Buddhist monk Gelong Thubten at the launch of his book beside Loch Ness...Picture: Callum Mackay. Image No. 044470.

A WORLD-renowned monk chose the banks of Loch Ness for the official launch of his new book.

Gelong Thubten (47), a Tibetan Buddhist monk and internationally praised teacher of mindfulness, unveiled A Monk’s Guide to Happiness to a specially invited audience of Highland business figures at the Loch Ness Clansman Hotel on Friday.

He said: “I really want to get people excited about meditation, let them know that they don’t have to be frightened by it and that happiness is a trainable skill.”

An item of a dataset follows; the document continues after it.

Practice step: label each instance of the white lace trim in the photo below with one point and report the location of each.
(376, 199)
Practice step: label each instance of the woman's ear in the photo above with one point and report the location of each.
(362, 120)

A mindfulness teacher for technology giants such as Google and Facebook and other big businesses including HSBC and Lufthansa, Oxford-born Thubten has also taught in hospitals, schools, universities, prisons and drug rehabilitation centres as well as giving keynote speeches at major events and the UN.

He embraced Buddhism after he suffered a severe burnout while he was working as an actor in New York at the age of 21.

He went on to enter the Kagyu Samye Ling Tibetan Buddhist Monastery, which is located in the Scottish Borders, in 1993.

His book – already a number one hit on Amazon – was mostly written on the shores of Loch Ness, a place he often visits while helping to develop the local branch of the monastery, the Kagyu Samye Dzong Centre for World Peace and Health located near Drumnadrochit.

The centre provides a base for mindfulness and meditation lessons and was visited by the Dalai Lama in 2012.

“I think this kind of environment fosters creativity,” Gelong Thubten said of the Loch Ness area.

“It allows more space for ideas to arrive and just expand.

“We want to bring that sense of peace, tranquillity and meditation in this area, to help people deal with their stress and bring that peace into society.”

Director of business development with the Cobbs Group which owns the Clansman Hotel, Willie Cameron, has been involved with the Buddhist centre since its early days and was delighted to provide the venue for the book launch.

He said: “We want people to come here to feel the joy.”